A fundamental goal of reform should be to improve national savings. As America ages, the economy will have to transfer a rising share of resources from workers to retirees. This will be easier in a prosperous growing economy. The best way to ensure this is to raise national savings, and ultimately productivity growth. Social Security reform that relies on deficit financing will not boost net national savings, and may even result in lower savings if households respond to the new personal accounts by saving less in other areas.
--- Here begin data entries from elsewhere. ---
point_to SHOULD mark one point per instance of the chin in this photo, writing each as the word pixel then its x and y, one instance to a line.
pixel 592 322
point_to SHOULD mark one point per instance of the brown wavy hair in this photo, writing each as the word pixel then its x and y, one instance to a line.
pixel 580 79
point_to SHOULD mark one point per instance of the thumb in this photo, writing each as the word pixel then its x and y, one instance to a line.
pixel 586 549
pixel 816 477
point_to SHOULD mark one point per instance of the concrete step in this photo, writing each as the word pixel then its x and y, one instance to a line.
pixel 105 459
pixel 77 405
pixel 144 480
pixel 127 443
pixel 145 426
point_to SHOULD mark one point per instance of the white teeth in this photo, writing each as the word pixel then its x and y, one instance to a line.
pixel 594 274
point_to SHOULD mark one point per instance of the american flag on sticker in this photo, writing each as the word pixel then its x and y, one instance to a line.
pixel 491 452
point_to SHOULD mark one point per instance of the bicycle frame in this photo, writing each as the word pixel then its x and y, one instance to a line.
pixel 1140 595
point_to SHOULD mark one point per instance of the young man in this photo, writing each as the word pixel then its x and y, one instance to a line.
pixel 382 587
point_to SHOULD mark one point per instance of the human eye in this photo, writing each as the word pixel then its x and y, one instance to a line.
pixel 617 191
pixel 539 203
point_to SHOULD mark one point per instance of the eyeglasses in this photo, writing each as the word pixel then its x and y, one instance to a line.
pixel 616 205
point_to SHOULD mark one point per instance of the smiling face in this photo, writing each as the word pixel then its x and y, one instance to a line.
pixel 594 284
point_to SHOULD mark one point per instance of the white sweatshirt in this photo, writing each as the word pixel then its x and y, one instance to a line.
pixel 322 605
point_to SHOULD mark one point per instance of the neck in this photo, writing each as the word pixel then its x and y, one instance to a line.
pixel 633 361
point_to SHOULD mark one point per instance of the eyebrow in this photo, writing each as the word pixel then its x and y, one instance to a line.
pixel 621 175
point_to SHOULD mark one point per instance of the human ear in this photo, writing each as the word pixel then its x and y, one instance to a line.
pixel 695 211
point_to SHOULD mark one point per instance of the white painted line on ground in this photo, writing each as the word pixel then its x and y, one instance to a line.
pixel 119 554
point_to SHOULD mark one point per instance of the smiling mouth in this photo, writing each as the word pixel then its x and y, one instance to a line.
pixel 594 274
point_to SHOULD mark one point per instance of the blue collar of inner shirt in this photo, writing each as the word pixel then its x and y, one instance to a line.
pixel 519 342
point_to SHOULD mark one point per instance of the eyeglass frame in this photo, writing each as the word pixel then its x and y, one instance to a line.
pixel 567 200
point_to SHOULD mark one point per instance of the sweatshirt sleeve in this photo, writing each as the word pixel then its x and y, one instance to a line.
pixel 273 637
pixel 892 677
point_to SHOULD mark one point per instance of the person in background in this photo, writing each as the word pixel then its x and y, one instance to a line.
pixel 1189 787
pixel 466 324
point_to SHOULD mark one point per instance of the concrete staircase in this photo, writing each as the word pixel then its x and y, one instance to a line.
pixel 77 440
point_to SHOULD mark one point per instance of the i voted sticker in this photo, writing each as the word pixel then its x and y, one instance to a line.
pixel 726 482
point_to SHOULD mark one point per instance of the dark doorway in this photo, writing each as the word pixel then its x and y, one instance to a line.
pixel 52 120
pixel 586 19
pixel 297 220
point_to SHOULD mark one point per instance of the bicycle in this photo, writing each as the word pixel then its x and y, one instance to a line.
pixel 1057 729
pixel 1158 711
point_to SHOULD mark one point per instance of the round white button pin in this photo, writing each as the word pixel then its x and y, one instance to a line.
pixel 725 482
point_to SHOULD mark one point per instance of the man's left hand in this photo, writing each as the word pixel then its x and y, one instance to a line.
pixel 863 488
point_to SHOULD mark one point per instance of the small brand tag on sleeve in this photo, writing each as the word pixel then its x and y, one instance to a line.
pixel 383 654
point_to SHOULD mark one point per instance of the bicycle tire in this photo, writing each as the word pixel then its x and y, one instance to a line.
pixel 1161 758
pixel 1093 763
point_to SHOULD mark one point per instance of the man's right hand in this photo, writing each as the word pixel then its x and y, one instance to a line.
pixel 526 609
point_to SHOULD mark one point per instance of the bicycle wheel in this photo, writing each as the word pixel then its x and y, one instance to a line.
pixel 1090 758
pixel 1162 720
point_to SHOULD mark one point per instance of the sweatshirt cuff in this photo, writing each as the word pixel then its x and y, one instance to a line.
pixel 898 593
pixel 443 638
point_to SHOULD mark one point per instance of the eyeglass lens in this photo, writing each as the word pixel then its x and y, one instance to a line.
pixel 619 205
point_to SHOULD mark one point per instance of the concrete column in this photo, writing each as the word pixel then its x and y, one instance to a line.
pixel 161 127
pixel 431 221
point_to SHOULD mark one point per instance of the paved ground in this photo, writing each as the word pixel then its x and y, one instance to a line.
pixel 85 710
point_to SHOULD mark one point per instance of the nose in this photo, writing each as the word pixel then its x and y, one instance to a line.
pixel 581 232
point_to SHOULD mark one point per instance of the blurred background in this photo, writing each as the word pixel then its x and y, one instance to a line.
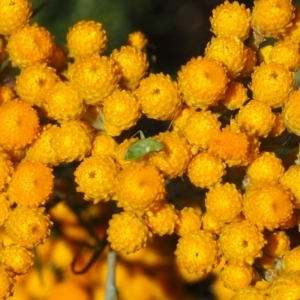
pixel 176 29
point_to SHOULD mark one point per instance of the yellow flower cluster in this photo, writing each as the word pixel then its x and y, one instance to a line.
pixel 226 109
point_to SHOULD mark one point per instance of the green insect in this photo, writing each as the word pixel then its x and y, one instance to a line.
pixel 143 147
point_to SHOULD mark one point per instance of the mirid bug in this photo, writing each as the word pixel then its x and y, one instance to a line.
pixel 143 147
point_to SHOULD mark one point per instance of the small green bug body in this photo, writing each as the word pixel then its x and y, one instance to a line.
pixel 143 147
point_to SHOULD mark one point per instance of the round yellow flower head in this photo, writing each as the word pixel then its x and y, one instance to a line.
pixel 95 177
pixel 86 38
pixel 250 293
pixel 228 50
pixel 127 233
pixel 188 220
pixel 286 286
pixel 256 118
pixel 267 205
pixel 133 64
pixel 291 260
pixel 278 244
pixel 72 141
pixel 291 113
pixel 241 242
pixel 62 102
pixel 139 188
pixel 237 277
pixel 14 15
pixel 205 170
pixel 6 284
pixel 231 19
pixel 197 252
pixel 4 208
pixel 28 226
pixel 121 109
pixel 210 224
pixel 235 96
pixel 271 84
pixel 19 124
pixel 250 61
pixel 31 184
pixel 286 53
pixel 159 97
pixel 173 159
pixel 161 220
pixel 104 144
pixel 233 146
pixel 94 77
pixel 41 149
pixel 29 45
pixel 6 170
pixel 293 31
pixel 278 126
pixel 224 202
pixel 202 82
pixel 200 128
pixel 263 54
pixel 16 259
pixel 138 40
pixel 266 168
pixel 33 82
pixel 270 18
pixel 291 181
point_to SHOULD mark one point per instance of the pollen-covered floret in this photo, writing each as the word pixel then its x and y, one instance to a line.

Without additional savings, any gain for the Social Security system must come at the expense of the rest of the budget, the economy, and future generations.
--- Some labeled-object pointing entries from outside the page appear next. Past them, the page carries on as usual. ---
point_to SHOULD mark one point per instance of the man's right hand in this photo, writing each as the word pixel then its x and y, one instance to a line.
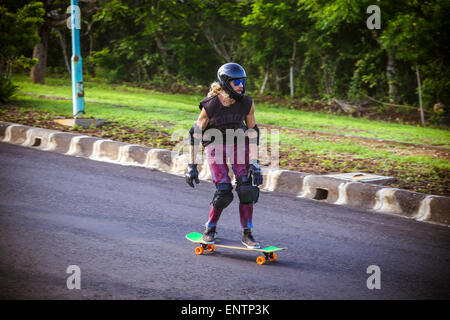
pixel 192 174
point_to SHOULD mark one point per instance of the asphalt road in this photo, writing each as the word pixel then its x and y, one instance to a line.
pixel 125 228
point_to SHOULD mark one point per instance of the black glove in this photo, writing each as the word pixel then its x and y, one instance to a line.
pixel 192 174
pixel 255 172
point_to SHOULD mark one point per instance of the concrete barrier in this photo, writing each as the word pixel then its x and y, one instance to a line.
pixel 60 142
pixel 135 155
pixel 159 159
pixel 321 188
pixel 360 195
pixel 108 149
pixel 82 146
pixel 413 205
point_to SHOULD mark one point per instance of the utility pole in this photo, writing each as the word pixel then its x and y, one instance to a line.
pixel 74 23
pixel 77 70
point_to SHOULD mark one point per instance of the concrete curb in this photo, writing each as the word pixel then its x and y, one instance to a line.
pixel 412 205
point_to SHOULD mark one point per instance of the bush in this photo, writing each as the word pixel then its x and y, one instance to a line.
pixel 7 88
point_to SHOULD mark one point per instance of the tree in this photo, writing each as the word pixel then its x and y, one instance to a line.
pixel 16 37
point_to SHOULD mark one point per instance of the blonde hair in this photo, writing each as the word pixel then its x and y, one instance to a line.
pixel 216 89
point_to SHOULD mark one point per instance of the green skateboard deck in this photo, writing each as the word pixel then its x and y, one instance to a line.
pixel 269 252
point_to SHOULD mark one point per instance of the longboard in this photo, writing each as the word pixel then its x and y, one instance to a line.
pixel 269 252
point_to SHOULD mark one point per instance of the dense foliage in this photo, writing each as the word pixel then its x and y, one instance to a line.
pixel 306 48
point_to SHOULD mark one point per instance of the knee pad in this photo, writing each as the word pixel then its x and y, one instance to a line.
pixel 247 193
pixel 223 196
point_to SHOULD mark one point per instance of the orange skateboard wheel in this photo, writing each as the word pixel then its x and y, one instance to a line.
pixel 260 260
pixel 199 250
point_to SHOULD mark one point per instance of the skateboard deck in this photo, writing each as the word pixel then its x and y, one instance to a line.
pixel 269 252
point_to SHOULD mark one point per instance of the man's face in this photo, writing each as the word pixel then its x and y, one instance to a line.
pixel 239 88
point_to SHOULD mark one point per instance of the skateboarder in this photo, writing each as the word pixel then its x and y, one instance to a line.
pixel 221 130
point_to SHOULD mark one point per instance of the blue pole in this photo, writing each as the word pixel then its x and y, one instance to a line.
pixel 77 72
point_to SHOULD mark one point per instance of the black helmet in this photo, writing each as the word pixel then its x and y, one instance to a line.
pixel 231 71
Could it worsen the already precarious fiscal outlook?
The 10-year cost of roughly $2 trillion would come on top of the $5 trillion deficit that appears likely if current fiscal policies are continued. Yet the greater fiscal danger with most such plans is that they require additional borrowing for decades to come. In the most widely discussed plan produced by the 2001 President’s Commission to Strengthen Social Security, the magnitude of the borrowing equals or exceeds the cost of the new Medicare drug benefit well into the 2020s. Meanwhile, the increased deficits and debt exceed the promised savings until the 2050s. Official projections already indicate that current fiscal policies are unsustainable long before then and the new deficits would only make the problem worse. Savings programmed for the 2050s won’t be enough to prevent us from going over the cliff well before that time.
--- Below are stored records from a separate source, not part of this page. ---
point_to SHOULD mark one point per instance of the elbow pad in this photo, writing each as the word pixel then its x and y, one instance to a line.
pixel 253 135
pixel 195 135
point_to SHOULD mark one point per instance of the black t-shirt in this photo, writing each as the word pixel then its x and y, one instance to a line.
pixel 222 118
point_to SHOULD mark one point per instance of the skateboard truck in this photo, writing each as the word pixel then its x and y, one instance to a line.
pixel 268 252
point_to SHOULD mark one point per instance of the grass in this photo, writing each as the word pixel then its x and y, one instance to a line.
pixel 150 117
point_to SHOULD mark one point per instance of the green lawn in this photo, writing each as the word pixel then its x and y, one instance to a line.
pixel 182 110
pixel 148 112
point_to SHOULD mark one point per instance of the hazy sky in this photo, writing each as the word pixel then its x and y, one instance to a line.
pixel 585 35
Could it send a dangerous signal to the markets that we are not taking our fiscal problems seriously?
With our large budget deficit and low domestic savings rate we are borrowing record amounts from abroad. This year’s increase in foreign debt is likely to approach $700 billion. If we “pay for” Social Security reform by running up the debt further, rather than making hard choices, it would signal to increasingly wary financial markets that Washington has no intention of doing what is necessary to get its fiscal house in order. This would increase the risks of a so-called “hard landing” such as a spike in interest rates, rising inflation and a plunging dollar. Promises that all the new debt will be paid back starting in about 50 years are unlikely to satisfy the concerns of those who are watching to see what Washington does now to improve its fiscal position. If markets looked out 50 years, current interest rates would be through the roof. Because the trade-offs that genuine reform requires can appear painful, many leaders try to find excuses for not confronting the hard choices. Yet the truth is clear. Social Security reform involves real resource trade-offs. It’s time to get serious about reform—and face up to the hard choices.

3 comments:

ustoev said...

Social security deficit was also caused by the government taking all of the interest from the kitty. If it was allowed to build interest, it may still have been viable. People are also living longer, so the expected output that would have been maybe 10 years at most is now averaging more like 15 or 20 years.

Dave said...

John,
Do you think it is possible to raise individual savings without hurting the current growth of the economy? It seems every time people get wise enough to save a little money, wallstreet freaks out about the lose of consumption.

John and Debi said...

Yes! Possible and necessary...In terms of Wall Street short-term thinking you may be right Dave. In terms of long-term sustainability and viability of the economy there is no alternative to raising individual savings rate. Otherwise our nation's fiscal goose is cooked.